<これは凄い。素晴らしい。今風にいうと、凄すぎる。素晴らしすぎる。>
「日経パソコン」誌で連載されていた、身の回りの道具や工業製品にまつわるエッセイ。オビがないのはbk1で買ったせい?
これは素晴らしい。小説外での森博嗣の最高傑作といっていいでしょう。元工学部建築学科助教授という肩書き以上に、この方のモノに対する認識が如実に表れている一冊です。
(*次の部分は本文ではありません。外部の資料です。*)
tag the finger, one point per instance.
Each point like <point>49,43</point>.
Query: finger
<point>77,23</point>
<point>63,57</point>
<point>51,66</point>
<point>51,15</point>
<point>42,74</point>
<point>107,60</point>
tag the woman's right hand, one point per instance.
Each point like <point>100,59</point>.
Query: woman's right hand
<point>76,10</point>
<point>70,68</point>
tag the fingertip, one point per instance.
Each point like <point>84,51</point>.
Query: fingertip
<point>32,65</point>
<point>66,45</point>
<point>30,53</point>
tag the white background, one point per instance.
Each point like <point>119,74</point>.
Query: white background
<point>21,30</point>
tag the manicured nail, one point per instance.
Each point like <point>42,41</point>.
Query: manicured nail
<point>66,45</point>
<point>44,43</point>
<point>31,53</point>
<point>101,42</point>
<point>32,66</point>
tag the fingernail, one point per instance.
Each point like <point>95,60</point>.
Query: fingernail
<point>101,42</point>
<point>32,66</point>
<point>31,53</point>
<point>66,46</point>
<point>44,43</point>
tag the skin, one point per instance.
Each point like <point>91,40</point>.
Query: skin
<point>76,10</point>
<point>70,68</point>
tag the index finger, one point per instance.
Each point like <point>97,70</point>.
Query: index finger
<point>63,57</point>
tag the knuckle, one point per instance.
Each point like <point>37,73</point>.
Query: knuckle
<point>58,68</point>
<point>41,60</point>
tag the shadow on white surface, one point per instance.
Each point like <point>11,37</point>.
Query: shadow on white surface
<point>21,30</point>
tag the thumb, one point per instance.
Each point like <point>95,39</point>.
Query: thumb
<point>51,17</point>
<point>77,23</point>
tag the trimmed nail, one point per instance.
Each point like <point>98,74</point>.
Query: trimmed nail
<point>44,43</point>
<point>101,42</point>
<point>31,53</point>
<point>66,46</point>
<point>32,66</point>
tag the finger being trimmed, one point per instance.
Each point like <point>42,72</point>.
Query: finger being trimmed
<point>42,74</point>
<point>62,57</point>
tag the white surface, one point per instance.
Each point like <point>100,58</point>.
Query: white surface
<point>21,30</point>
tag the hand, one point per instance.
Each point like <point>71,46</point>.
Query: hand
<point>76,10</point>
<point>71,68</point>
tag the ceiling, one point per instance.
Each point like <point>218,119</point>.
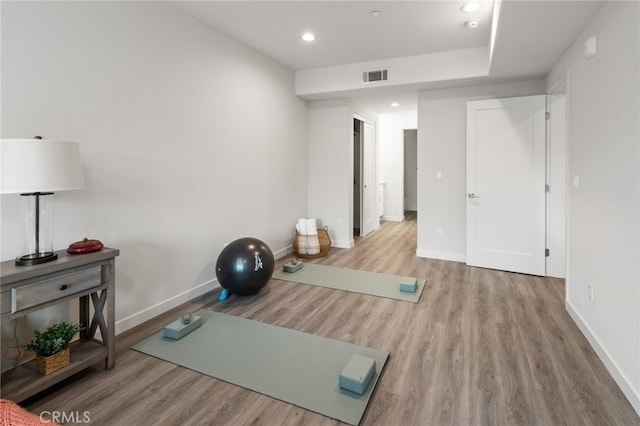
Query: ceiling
<point>531,35</point>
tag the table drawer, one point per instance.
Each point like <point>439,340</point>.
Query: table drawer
<point>54,288</point>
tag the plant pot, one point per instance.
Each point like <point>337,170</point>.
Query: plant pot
<point>48,364</point>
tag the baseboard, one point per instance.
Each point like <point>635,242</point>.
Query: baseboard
<point>619,377</point>
<point>164,306</point>
<point>342,244</point>
<point>442,255</point>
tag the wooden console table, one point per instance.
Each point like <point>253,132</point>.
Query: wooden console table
<point>26,289</point>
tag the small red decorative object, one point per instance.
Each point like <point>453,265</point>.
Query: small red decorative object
<point>85,246</point>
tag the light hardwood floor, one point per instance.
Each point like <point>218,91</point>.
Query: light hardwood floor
<point>482,347</point>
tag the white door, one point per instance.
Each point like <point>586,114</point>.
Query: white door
<point>369,217</point>
<point>506,184</point>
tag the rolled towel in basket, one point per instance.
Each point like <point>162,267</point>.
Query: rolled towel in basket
<point>308,242</point>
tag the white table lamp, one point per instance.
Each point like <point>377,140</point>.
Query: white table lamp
<point>36,168</point>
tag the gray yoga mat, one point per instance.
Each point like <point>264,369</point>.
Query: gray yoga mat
<point>292,366</point>
<point>372,283</point>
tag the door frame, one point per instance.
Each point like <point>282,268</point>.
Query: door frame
<point>374,161</point>
<point>492,247</point>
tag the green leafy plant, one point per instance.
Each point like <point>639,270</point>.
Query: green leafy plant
<point>54,339</point>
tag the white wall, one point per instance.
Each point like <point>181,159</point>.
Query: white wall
<point>604,211</point>
<point>442,147</point>
<point>392,128</point>
<point>188,140</point>
<point>330,168</point>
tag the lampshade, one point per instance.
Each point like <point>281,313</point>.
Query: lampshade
<point>39,165</point>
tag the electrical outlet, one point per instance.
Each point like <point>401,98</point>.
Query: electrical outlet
<point>14,353</point>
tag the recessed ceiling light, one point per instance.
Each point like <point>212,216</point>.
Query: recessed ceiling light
<point>473,6</point>
<point>308,37</point>
<point>472,24</point>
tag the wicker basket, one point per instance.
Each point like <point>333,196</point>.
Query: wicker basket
<point>49,364</point>
<point>323,239</point>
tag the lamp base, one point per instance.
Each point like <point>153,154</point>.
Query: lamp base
<point>35,258</point>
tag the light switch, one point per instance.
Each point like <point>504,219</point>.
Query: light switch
<point>590,47</point>
<point>576,182</point>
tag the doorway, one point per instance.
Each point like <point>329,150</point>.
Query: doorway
<point>365,217</point>
<point>410,170</point>
<point>506,198</point>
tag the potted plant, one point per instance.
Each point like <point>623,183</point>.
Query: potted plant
<point>52,346</point>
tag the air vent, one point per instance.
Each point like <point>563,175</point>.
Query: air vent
<point>373,76</point>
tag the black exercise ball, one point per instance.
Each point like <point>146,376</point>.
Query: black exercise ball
<point>244,266</point>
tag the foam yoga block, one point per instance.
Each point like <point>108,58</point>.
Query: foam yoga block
<point>292,266</point>
<point>409,284</point>
<point>357,374</point>
<point>178,329</point>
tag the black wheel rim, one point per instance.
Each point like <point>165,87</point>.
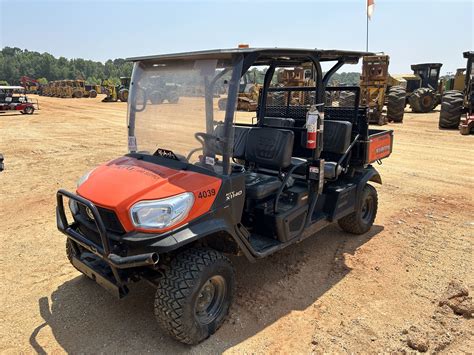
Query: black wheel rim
<point>367,209</point>
<point>210,300</point>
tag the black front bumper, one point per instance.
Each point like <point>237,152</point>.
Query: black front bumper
<point>112,281</point>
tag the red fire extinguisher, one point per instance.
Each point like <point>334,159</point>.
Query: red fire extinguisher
<point>312,123</point>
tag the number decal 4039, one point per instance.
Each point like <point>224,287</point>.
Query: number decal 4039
<point>207,193</point>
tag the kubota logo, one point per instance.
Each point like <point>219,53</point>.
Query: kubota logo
<point>232,194</point>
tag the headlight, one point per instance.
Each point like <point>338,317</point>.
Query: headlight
<point>83,178</point>
<point>162,213</point>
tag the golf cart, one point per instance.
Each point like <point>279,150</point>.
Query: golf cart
<point>14,98</point>
<point>198,182</point>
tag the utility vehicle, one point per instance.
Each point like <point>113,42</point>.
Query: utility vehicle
<point>13,98</point>
<point>198,182</point>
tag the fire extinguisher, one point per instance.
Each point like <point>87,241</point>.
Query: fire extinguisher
<point>314,125</point>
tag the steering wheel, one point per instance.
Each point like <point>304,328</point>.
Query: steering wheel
<point>201,137</point>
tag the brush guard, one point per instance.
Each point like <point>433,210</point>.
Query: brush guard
<point>115,284</point>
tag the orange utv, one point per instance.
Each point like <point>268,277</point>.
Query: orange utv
<point>199,183</point>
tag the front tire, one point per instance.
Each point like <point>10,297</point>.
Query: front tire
<point>361,220</point>
<point>194,296</point>
<point>396,104</point>
<point>29,110</point>
<point>451,109</point>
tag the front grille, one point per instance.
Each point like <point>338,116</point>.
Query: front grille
<point>109,218</point>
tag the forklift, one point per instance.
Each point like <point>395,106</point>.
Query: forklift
<point>197,183</point>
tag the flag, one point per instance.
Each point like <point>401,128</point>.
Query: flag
<point>370,8</point>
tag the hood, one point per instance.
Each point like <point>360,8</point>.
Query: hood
<point>122,182</point>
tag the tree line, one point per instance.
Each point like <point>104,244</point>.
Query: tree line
<point>44,67</point>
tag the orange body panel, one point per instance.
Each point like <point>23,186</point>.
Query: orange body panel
<point>380,147</point>
<point>121,183</point>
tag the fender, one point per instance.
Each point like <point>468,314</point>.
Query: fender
<point>197,231</point>
<point>368,174</point>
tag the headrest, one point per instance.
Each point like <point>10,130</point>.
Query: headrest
<point>269,147</point>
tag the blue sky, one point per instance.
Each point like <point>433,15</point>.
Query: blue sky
<point>410,31</point>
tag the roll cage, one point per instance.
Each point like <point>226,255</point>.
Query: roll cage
<point>243,60</point>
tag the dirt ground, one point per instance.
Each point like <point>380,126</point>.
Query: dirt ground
<point>331,293</point>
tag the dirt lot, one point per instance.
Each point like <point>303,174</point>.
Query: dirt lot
<point>331,293</point>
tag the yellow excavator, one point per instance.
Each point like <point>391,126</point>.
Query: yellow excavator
<point>117,92</point>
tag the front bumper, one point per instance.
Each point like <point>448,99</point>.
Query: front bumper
<point>112,281</point>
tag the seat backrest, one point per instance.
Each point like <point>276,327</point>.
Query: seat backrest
<point>269,147</point>
<point>240,139</point>
<point>336,136</point>
<point>279,122</point>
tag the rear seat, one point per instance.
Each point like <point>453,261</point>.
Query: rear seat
<point>336,140</point>
<point>267,148</point>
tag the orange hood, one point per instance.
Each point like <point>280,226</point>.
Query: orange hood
<point>121,183</point>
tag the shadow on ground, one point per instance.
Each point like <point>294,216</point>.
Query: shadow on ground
<point>84,318</point>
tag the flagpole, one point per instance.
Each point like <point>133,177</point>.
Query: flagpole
<point>367,29</point>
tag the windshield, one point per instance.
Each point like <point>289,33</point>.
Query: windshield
<point>177,109</point>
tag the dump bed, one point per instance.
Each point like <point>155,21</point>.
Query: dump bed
<point>379,145</point>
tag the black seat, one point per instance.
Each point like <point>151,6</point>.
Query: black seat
<point>268,148</point>
<point>240,140</point>
<point>336,141</point>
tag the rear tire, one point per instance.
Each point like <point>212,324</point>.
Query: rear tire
<point>194,295</point>
<point>222,104</point>
<point>451,109</point>
<point>173,97</point>
<point>123,95</point>
<point>396,98</point>
<point>361,220</point>
<point>29,110</point>
<point>422,100</point>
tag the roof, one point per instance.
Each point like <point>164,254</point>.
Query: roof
<point>424,65</point>
<point>263,53</point>
<point>6,87</point>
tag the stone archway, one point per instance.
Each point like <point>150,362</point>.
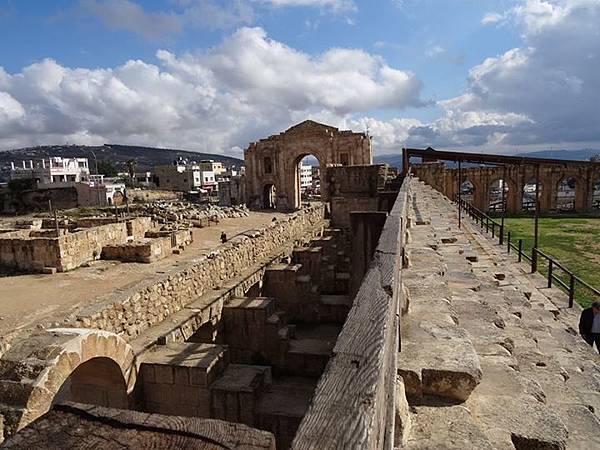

まさに私のように、これから技術者を目指そうという人間には必読の書かもしれません。
森先生らしい文章の面白さも健在。上に引用した一節の出てくる「少年たちを虜にした魔法」は、接着剤について書かれたものですが、とくに飛ばしてます。日記も再開されたことですし、小説の中ではないこの方の文章が毎日読めるのは実に嬉しいことです。同様にブログ(みたいなもん)を書いてる私としても、少しでもそれに近づけたらいいなぁという希望的観測。とりあえず来年4月になれば私も名古屋ですから物理的には近づきます(無意味)。
あと、「7は不思議な数字だ」という一編も(既に道具から離れてますが)興味深かったです。デビュー作「すべてがFになる」の頃から書かれている話題ですが。なるほど、ここ最近アニメ界隈でなんちゃらセブンシリーズが横溢してるのも納得(笑)。